Is there a Pochettino-shaped carrot dangling in front of Southampton right now?

Southampton may not be long for Ralph Hasenhuttl, and with such a high-profile potential replacement available, you can see the temptation.
It wasn’t so much that Southampton lost to Aston Villa, it was the way in which they did so. This was one of the more pallid games that the Premier League has offered so far this season, won by a scrambled first-half goal. Southampton managed just one shot on target all evening; it wasn’t included on the post-match highlights. It was another narrow defeat to moderate opposition, a problem that precedes this campaign.
Similarly, it’s hardly as though Southampton have had a terrible start. They’ve lost four of their first seven games, but two of those came against Spurs and Manchester United and they haven’t lost by more than the odd goal since the first weekend of the season.
As football breaks up for the first international break they’re in 14th place. They finished last season in 15th.
The sack race odds have been slashed in the last few days to such a point that Ralph Hasenhuttl is now the clear second favourite to be the next Premier League manager to be sacked, behind Brendan Rodgers but comfortably ahead of the rest of the pack. But is this idle speculation, or is there something more driving this apparent collapse in confidence?
There is certainly something striking about this happening now, when Hasenhuttl remains the only manager to have survived two nine-goal drubbings at a club. Pressure built upon him at those points, but on both occasions the directors opted to stick. It would be strikingly ironic if he was sacked after a run during which there have only been defeats by one goal, considering what he went through before.
And it was hardly as though they came into the new season with particularly low or high ambitions in the first place. Southampton got through the summer without losing any of their most-prized assets, and with some interesting new additions. Gavin Bazunu, Armel Bella-Kotchap and Romeo Lavia are all young but have bags of potential. Bazunu in particular has acquitted himself well, supplanting both Alex McCarthy and Willy Caballero.
But Southampton’s problems on the pitch are established. When they beat Norwich City 2-0 at St Mary’s on the last Saturday of February, the three points lifted them to ninth place, with a third of the season still to play. They took just five points from their last 12 games and ended up in 15th.
With each Premier League place being worth £1.7m, that slump in itself cost Southampton just over £10m, and even though the team were never in serious danger of relegation, they only finished five points above 18th-placed Burnley.
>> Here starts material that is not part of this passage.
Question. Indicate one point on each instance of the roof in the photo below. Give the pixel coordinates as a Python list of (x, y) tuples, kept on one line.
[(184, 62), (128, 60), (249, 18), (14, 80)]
Had their downturn started just three or four matches earlier they would likely have found themselves considerably closer to the division’s sharp end.
It’s hardly as though the club wasn’t aware that there was an issue last season either. At the end of May, three members of the coaching staff, Kelvin Davis, Dave Watson and Craig Fleming, were relieved of their duties, with replacements being brought in. But through all of this Hasenhuttl managed to hold onto his job, as he done through their slightly underwhelming – but hardly unexpected – start.
Might the owners be persuaded to take the plunge on the manager if the right replacement comes along? Because there is one available right now with a little history at St Mary’s.
If Mauricio Pochettino could be persuaded to return it would be a significant coup, considering the reputation he built up after leaving the club for Spurs in 2014.
Pochettino has been out of work since the end of last season after being deemed unable to tame the Court of St Kylian at PSG, and although higher profile jobs than this will likely become available in the not-too-distant future – hello, Juventus – it would be somewhat understandable if he wanted a slightly quieter life than that of a superclub head coach.
Furthermore, with his wife and son settled in London – it was widely reported that he was unhappy living in Paris – might the south coast be a viable option should he wish to return to the hurly-burly of managerial life?
Of course, movements in the betting markets count for little in or of themselves, but this doesn’t mean that time might not be running short for Hasenhuttl. Southampton have performed as most would have expected this season, but this doesn’t mean that the owners will necessarily be happy with another relatively lowly league position.
If a team is to exceed expectations, the first few weeks of the season, while your own team might still have that element of surprise about them and while others may still be getting to know each other – hello, Nottingham Forest – are absolutely critical. It does feel somewhat as though, if that opportunity was to present itself to Southampton this season, it’s been and gone now.
But if this is the case, then sacking Hasenhuttl right now only really makes a great deal of sense if someone has already been sounded out as a potential replacement. And while it’s tempting to ask, ‘Well yeah, but who are you going to get to replace him at this time of the season?’, one potential candidate who’s got a strong history with the club, who is of a much higher profile than Southampton might ordinarily be considered, and who is currently not in gainful employment is already being quietly mentioned as ‘available’.
Would it be that surprising if an ‘inside story of the sacking of Ralph Hasenhuttl’ article in a couple of months’ time appeared in The Athletic, detailing how the club’s owners met with Pochettino and persuaded him to ‘come home’ (Spurs fans may disagree on the definition of ‘home’, here)? Possibly not, because while Southampton aren’t spiralling towards some sort of crisis on the pitch, they have been somewhat lifeless so far this season and its not difficult to see how the owners could be persuaded that it’s time for Southampton to make a change.